The silence is maddening after all the screams and moans. Being left with my thoughts and the sticky feeling of blood on my feet about breaks me as I watch both deaths over and over in my head unable to distract myself. I can feel myself breaking, the cracks forming in my mind as each death plays over and over with the physical reminder of them being to much.
As I sit wallowing in emotions that are more acute and vivid then anything I have ever allowed myself to feel before, a memory pops into my head.
I breathe him in as I listen to his heartbeat, a metronome slowly putting me to sleep as he plays with my hair. I really enjoy these moments, when everything and everyone else is gone and it's just the two of us. No camera's to smile and be in love for, no Haymitch, No Gale, and no complications. Just the two of us and are undefined relationship.
I start drumming my fingers on his chest, enjoying the thump that comes from his newly, more defined muscles. "Peeta" I say still drumming on his chest.
"Hmm?" he's almost asleep, I can tell, as his breathing is slow and even. I almost feel bad talking to him now, with the amount of sleep we both lose from are nightmares, I should let him sleep and just talk to him later but the feeling in my stomach is to demanding.
"I…I just want to thank you for always giving me hope" I'm not really sure what I mean by it, just that I needed to say it. I've never actually thought about it before now but that's what he means to me Hope. He chuckles a little bit and the vibrations interrupt my drumming.

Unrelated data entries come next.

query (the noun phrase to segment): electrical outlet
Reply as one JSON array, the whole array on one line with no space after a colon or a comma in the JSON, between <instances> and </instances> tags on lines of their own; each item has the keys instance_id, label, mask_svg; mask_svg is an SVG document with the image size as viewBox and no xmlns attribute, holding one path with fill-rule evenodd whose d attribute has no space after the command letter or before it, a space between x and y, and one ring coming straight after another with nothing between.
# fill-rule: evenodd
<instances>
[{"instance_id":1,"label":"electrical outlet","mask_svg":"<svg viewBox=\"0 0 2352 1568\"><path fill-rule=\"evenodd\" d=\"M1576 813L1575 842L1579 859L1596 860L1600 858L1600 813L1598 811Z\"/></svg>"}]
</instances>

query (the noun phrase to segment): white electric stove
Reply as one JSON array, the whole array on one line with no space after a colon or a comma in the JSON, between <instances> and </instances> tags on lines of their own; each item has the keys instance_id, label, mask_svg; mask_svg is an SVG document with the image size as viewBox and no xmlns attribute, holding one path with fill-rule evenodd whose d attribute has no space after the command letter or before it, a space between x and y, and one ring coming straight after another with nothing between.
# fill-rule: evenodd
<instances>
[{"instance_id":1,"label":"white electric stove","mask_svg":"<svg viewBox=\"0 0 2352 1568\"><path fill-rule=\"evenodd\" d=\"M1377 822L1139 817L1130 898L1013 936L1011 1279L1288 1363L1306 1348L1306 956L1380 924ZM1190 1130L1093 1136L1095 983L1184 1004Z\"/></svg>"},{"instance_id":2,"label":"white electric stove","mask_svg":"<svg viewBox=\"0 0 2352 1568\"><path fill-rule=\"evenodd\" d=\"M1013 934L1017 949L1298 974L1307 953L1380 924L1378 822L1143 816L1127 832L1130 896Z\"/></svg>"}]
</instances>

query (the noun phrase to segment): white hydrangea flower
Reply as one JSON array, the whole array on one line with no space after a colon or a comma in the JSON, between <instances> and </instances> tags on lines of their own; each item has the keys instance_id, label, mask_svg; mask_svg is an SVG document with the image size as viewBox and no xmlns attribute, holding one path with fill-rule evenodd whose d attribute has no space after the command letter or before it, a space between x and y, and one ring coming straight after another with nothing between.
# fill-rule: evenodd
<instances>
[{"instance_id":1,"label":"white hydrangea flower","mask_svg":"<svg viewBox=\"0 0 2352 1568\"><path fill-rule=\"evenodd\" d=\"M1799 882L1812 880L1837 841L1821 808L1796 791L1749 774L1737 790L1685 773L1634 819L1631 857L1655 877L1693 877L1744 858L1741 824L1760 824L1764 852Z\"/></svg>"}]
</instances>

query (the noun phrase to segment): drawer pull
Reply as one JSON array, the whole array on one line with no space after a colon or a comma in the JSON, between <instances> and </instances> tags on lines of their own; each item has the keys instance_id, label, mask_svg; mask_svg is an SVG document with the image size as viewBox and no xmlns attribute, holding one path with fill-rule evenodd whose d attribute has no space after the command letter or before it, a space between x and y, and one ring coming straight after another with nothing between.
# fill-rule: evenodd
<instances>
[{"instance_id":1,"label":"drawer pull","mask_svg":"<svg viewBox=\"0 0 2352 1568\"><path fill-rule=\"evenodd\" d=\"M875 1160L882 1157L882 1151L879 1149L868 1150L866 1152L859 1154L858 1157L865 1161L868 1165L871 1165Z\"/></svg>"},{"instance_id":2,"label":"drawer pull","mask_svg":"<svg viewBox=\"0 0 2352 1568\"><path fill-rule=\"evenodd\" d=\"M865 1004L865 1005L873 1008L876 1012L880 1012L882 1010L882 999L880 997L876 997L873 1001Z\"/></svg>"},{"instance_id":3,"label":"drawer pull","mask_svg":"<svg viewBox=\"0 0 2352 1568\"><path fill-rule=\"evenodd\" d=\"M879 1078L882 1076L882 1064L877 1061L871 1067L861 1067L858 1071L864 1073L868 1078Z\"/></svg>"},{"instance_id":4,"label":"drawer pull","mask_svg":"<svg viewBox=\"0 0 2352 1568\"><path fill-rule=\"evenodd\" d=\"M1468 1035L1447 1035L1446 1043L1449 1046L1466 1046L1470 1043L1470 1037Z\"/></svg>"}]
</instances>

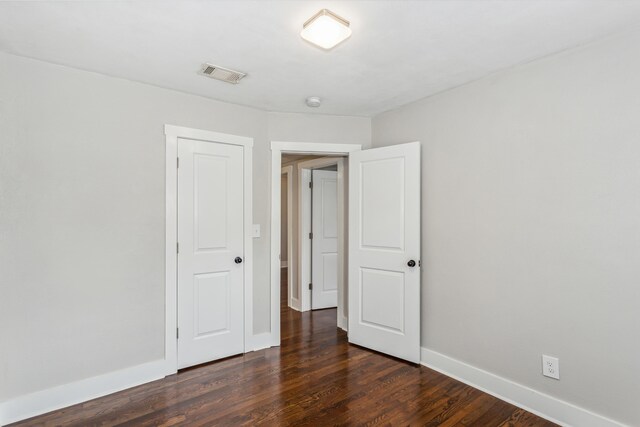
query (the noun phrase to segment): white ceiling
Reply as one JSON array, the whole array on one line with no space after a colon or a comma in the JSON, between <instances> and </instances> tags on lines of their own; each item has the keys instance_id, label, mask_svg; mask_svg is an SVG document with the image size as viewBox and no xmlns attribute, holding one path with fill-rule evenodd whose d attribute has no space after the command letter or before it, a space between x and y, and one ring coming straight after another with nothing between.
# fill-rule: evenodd
<instances>
[{"instance_id":1,"label":"white ceiling","mask_svg":"<svg viewBox=\"0 0 640 427\"><path fill-rule=\"evenodd\" d=\"M353 29L329 52L299 36L321 8ZM639 22L638 0L18 1L0 3L0 51L269 111L373 116ZM219 82L203 62L249 75Z\"/></svg>"}]
</instances>

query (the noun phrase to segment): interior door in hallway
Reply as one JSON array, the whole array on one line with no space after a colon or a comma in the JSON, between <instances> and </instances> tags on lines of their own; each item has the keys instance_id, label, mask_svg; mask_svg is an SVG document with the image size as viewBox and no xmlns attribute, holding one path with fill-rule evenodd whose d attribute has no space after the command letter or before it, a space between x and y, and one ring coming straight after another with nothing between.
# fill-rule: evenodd
<instances>
[{"instance_id":1,"label":"interior door in hallway","mask_svg":"<svg viewBox=\"0 0 640 427\"><path fill-rule=\"evenodd\" d=\"M243 147L178 140L178 368L244 351Z\"/></svg>"},{"instance_id":2,"label":"interior door in hallway","mask_svg":"<svg viewBox=\"0 0 640 427\"><path fill-rule=\"evenodd\" d=\"M338 304L338 172L312 171L311 308Z\"/></svg>"},{"instance_id":3,"label":"interior door in hallway","mask_svg":"<svg viewBox=\"0 0 640 427\"><path fill-rule=\"evenodd\" d=\"M349 342L420 361L420 143L349 157Z\"/></svg>"}]
</instances>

"I'm not sure how or why I give you hope Katniss but I'm glad I do." He tightens his arms around me and I start thinking of day he gave me bread and the next day when he gave a way to save my family. I snuggle into him some more, closing my eyes basking in his warmth. Hope is the last thought on my mind as I fall asleep with a smile on my face.
I'm pulled from Peeta's warmth and dragged back to the chill that permeates my cell. But it's not as cold as it was before and the pain from before isn't as acute or as strong. "Hope" saying the word puts a smile on my face. It's the only thing I have right now, the only thing that's fixes the cracks.